I have doubt - that I might be missing something here. As in Tarsnap,
maybe creates separate snapshot points in time of all the data and
non-unique (previously backed up) data/chunks/pieces are kind of
referenced from where they are. Or something like that. Even in that case,
the total data being backed up shown as actual data on client x no. of
archives kinda seems weird.

Log could either be ON by defaults or shown in at least the GUI setup
steps as an option. I believe this is very crucial in seeing what is
happening especially since GUI is kinda new (not really new new though :P)

In fact I would like to see how much of my data is currently selected for
being backed up and I am not able to see that. It is 1.45 GB.

I have a questions though and instead of asking that in a separate thread
I thought I will ask that here itself:

I am backing up 1.45 GB and I see the usage are 1.07 GB. Yes, there are
other archives but they are in KBs. Even after the first archive I believe
it was either 1.07 GB or something very close to it - it was > 1 GB.

So, can I make it smaller than 1.07 GB? Am I doing something wrong?
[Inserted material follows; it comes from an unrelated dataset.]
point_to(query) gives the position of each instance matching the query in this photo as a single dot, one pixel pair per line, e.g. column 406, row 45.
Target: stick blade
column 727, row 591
I can
explain what kind data are part of those 1.45 GB (can give a breakup too
if needed).

Can I compress it more, make de-duplication more aggressive? I have used
the default config that came with the app.

Regards.

--
Amar



Re: Tarsnap GUI shows 0 data archived or backed up

2017-08-18 Thread Graham Percival
On Fri, Aug 18, 2017 at 06:55:54AM -, a...@sdf.org wrote:
> Also, I see 0 archives. I am wondering why no archives were created.
> Because when I created a backup it goes to "Backup" tab and when I create
> a job it goes to "Jobs" tab. Nothing ever shows up in "Archives". Neither
> did anything show up in the task's Archive tab in the morning.
> 
> I had followed a combination of
> http://shinnok.com/rants/2016/02/19/using-tarsnap-gui-on-os-x/ and Getting
> Started on tarsnap.com.

I'm sorry that this isn't working well.  Let's find out where your data is.  I
suggest using the command-line interface for this, since it's easier to give
command via email.

The first question is "how many key files do you have?":
- in "Getting Started", did you create a key by running tarnsap-keygen ?
  (that's step 5. Register the machine(s) on which you will be using Tarsnap)
- in the GUI setup wizard, did you use the "Create new keyfile" or "Use
  existing keyfile" option?  (note that unfortunately the docs on shinnok.com
  is 1.5 years old, so the screens don't match the current GUI)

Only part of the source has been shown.